I am working on a project that parses csv files. In its current state, the user has to enter a unique string from the known column names to set the header row, both for parse column selection and to populate the columns-to-keep field.
My goal is to remove that step from the user end and automate the process, regardless of where the header row actually lies. I made a basic, hard-coded, solution to this... but I am wondering how I might go about a more Pythonic / automated way that doesn't rely on hard-coded values and logic.
Here is a minimal version of my test dataframe:
0 | A | B | C | D | E | F |
---|---|---|---|---|---|---|
1 | this is just a placeholder to act like the first cell is filled | |||||
2 | ||||||
3 | this is also just a placeholder | |||||
4 | ||||||
5 | ||||||
6 | ||||||
7 | Text | Bool | Type | Active | ||
8 | A. Lorem ipsum dolor sit amet, consectetur adipiscing elit.... | TRUE | t1 | yes | ||
9 | C.Nulla quis nisi vitae ante eleifend porta.D.Donec tempor felis nec lectus ultricies fringilla.... | FALSE | t5 | no |
The header row is row 7, which my basic solution identifies.

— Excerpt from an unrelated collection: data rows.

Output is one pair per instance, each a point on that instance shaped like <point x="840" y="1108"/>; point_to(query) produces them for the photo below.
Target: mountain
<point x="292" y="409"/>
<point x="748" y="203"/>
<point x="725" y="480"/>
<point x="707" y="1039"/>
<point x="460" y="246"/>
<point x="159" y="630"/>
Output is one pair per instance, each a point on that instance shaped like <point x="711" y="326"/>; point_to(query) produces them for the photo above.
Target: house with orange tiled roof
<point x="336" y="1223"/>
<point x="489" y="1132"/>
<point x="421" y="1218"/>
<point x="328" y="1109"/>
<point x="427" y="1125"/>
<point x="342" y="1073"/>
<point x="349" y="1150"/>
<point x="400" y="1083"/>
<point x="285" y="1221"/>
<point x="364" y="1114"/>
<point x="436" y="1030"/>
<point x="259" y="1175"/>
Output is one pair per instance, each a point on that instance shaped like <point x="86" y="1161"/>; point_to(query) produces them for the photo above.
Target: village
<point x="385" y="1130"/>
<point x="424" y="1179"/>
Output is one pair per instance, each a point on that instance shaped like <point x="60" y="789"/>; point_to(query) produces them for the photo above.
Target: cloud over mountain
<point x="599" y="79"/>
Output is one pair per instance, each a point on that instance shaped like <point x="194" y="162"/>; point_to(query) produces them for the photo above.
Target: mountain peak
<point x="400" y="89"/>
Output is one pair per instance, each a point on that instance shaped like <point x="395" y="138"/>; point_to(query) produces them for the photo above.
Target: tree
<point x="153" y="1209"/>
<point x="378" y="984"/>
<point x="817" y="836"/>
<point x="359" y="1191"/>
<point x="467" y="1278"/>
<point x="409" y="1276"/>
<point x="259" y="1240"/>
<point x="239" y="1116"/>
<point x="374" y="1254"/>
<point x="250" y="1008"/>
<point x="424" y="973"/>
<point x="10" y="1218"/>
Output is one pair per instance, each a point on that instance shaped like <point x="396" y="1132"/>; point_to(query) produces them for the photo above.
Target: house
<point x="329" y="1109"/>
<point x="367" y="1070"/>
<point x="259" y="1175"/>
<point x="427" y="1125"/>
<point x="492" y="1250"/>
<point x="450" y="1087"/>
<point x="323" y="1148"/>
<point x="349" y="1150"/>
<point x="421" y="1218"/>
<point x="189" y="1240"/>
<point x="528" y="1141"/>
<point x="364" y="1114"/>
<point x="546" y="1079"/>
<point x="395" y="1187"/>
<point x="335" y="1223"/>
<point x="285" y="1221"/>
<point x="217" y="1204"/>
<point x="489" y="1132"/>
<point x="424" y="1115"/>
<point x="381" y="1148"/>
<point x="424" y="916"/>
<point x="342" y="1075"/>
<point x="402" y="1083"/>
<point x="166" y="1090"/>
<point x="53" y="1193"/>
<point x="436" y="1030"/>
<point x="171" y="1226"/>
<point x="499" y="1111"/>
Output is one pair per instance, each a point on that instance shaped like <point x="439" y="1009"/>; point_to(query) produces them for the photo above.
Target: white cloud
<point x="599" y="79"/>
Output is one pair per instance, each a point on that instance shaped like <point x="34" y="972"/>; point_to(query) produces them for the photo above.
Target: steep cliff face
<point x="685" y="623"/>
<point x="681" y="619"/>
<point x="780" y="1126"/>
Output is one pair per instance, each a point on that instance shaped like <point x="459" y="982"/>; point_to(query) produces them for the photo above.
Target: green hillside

But again, it is hard-coded specifically to the test dataframe.
Code below, TYIA.
import os, sys
import pandas as pd
import numpy as np
n=0
rownum=0
false_count=0
chklst=[]
stmt=[]
column_check = {}
row_number=0
docs = os.listdir() #set to where file is saved
os.chdir()
for file in docs:
if file.endswith('csv'):
if file == 'test_list1.csv':
df = pd.read_csv('test_list1.csv', header = None)
for row in df.iterrows():
rownum +=1
colnum=0
for column in df.iloc[n]:
colnum += 1
rowindx = rownum-1
colindx = colnum-1
test=len(df.iloc[n])-1
if df.isnull().loc[rowindx, colindx]:
colbool = 'False'
column_check[f'row {rownum} col {colnum}'] = colbool
else:
colbool = 'True'
column_check[f'row {rownum} col {colnum}'] = colbool
if n < 3:
n += 1
for key, value in column_check.items():
false_count=0
i=0
chklst.append(f'{key} ')
if key.endswith('col 1'):
if value == 'False':
col1val = 1
elif value == 'True':
col1val = 0
if key.endswith('col 2'):
if value == 'False':
col2val = 1
elif value == 'True':
col2val = 0
if key.endswith('col 3'):
if value == 'False':
col3val = 1
elif value == 'True':
col3val = 0
if key.endswith('col 4'):
if value == 'False':
col4val = 1
elif value == 'True':
col4val = 0
colsum = col1val+col2val+col3val+col4val
if colsum > 2:
chklst.append("not header row")
else:
chklst.append('poss header')
chklst.append("")
match = 'poss header'
indx_pos = chklst.index(match)
indx_pos = int((indx_pos / 5)-1) #adjusting for number of entries per row and -1 for index
found=f'The possible header is row {indx_pos}!!'
print(found)
This prints: "The possible header is row 7!!"
After toying with the code all day I think I found a solution that works. If anyone is willing to test it for me on their end, I would appreciate the feedback!
import os, sys
import pandas as pd
import numpy as np
docs = os.listdir() #folder path where files are saved
os.chdir()
for file in docs:
rownum=0
rowindx=0
cols=[]
if file.endswith('csv'):
df = pd.read_csv(file, header = None)
for row in df.iterrows():
rownum+=1
rowindx=rownum-1
col_count=0
i=0
while i < len(df.columns):
if df.isnull().loc[rowindx, df.columns[i]]:
col_count=col_count
else:
col_count+=1
i+=1
if col_count < len(df.columns):
cols.append(f'row {rownum} NOPE')
elif col_count == len(df.columns):
cols.append(f'row matched')
match = 'row matched'
hdr_pos = cols.index(match)
print(f'Header Index: {hdr_pos} \n Row: {hdr_pos+1}')
For each csv in the target folder, this prints:
Header Index: [index #]
Row: [index # + 1]